Richard retreated to the kitchen in mock disgust, having taken our orders. Throughout the meal other locals came and chatted for a while. Many of them are men we only ever see at the Orient, and the conversation is always the same as the last time we met. Tourism, the EU and world politics, particularly concerning what America is planning to do in Iraq.
Leaving Kim in hot debate I went out to the toilets. Even though it can be chilly at night, once outside the door I always stop and look out over the darkened kitchen gardens and up to the sky. Noise seems to be suspended here, the distant sounds of music and the occasional car muted by the majesty of the Indian blue sky. On nights when the moon is full it is as though you are transported into another time.

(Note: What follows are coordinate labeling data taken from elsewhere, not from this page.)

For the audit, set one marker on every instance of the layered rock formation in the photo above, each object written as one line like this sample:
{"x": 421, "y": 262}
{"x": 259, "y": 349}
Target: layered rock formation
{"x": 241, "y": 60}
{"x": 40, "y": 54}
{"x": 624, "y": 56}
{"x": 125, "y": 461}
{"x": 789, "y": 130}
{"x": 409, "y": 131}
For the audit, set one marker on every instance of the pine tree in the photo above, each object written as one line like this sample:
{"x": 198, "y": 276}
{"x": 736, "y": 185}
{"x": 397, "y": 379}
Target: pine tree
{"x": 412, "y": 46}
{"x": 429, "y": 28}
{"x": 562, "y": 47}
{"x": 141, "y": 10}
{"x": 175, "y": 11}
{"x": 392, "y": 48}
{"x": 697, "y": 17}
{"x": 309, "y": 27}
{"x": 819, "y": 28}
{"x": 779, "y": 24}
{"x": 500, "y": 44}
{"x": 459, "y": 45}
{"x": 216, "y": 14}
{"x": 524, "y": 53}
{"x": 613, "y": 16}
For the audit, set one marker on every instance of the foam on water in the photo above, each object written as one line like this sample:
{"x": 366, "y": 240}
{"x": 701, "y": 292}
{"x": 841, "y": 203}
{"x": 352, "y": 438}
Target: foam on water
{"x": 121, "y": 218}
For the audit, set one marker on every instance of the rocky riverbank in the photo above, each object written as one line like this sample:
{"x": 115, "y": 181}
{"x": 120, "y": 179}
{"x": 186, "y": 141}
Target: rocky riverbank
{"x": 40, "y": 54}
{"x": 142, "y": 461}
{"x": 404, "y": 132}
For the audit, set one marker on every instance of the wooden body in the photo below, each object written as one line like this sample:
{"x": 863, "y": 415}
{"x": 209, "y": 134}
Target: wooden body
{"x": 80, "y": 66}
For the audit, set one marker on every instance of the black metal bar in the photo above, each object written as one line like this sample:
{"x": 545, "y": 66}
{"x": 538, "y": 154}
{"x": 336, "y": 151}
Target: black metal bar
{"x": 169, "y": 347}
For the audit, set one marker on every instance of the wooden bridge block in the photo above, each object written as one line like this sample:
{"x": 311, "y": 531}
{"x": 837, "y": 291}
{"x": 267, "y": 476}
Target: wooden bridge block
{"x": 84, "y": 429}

We ate and drank and talked until the early hours, before walking back to the pension under a clear, star studded sky. Over the next few weeks we took advantage of the weather and went to Kaş where we swam and lazed and ate. A series of phone calls with Alison brought the happy news that we would after all, be getting a washing machine. We were really pleased, as we knew from experience that however small the apartment, it was much easier than renting an empty flat and then furnishing it ourselves. Here, when people vacate a flat they take everything with them and I do mean everything. An empty flat comes without carpets, curtains, oven, water heater or any light fittings! Pleasantly surprised we packed up our bags and returned to make a new home in Kayseri.